Mid-Term Effects of the Flat Rate Personal Income Tax in Hungary
Humanities and Social Sciences, vol. 19, 21 (3/2014), pp. 25-42, DOI:10.7862/rz.2014.hss.34
18 Pages Posted: 14 Apr 2017
Date Written: September 10, 2014
The objective of the paper is to examine whether the advantages and disadvantages mentioned in the literature of the flat rate income tax could be observed in Hungary. Personal income tax data provided by the Hungarian National Tax and Customs Administration was used to check the arguments. It was found that the flat tax indeed favours richer taxpayers, and because of the family tax credits, it heavily favours families with children. Tax revenues declined as tax rates were cut, while the GDP growth rate was close to stagnant.
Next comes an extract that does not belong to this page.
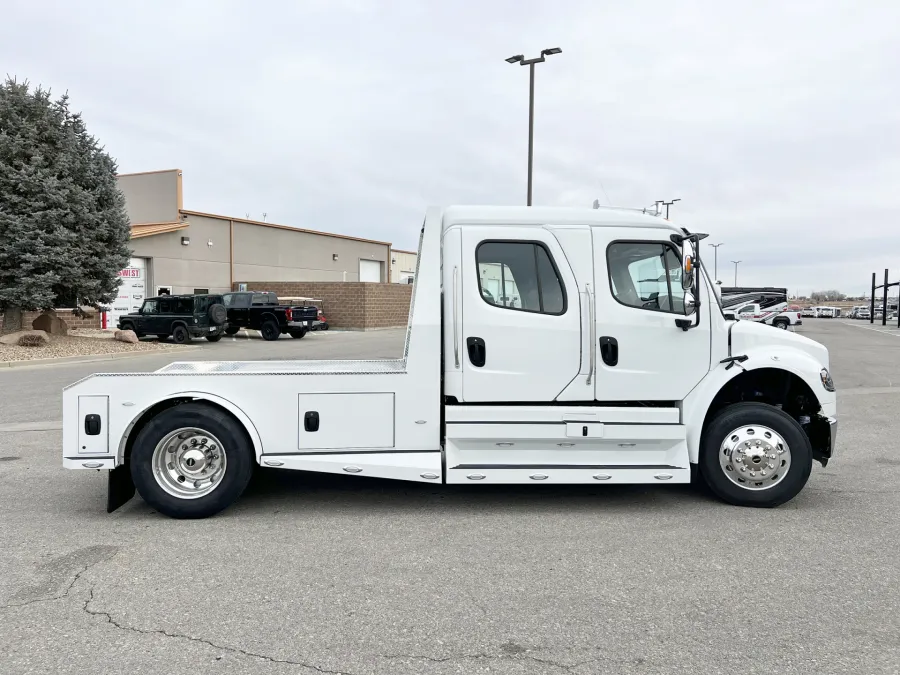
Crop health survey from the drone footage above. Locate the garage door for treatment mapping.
[359,260,381,283]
Both of these developments go against the expectations of the flat tax supporters, although it has to be mentioned that the changes were made in the midst of a European- and world-wide depression, which could have distorted the pure effects of the new tax code. Although in many countries the flat rate tax was a positive signal for investors boosting foreign direct investments, the Hungarian government introduced extra taxes on some of the transnational companies in order to balance the budget (and compensate for the lost personal income tax revenues), which meant that there was a decline in the mood of the investors. There is some indication that some illegal activities are shifted to the legal domain: the ratio of those tax reporters who earned an annual income of HUF 2 million or higher has gone from 62.5% to 66.6% in the period of 2010-12.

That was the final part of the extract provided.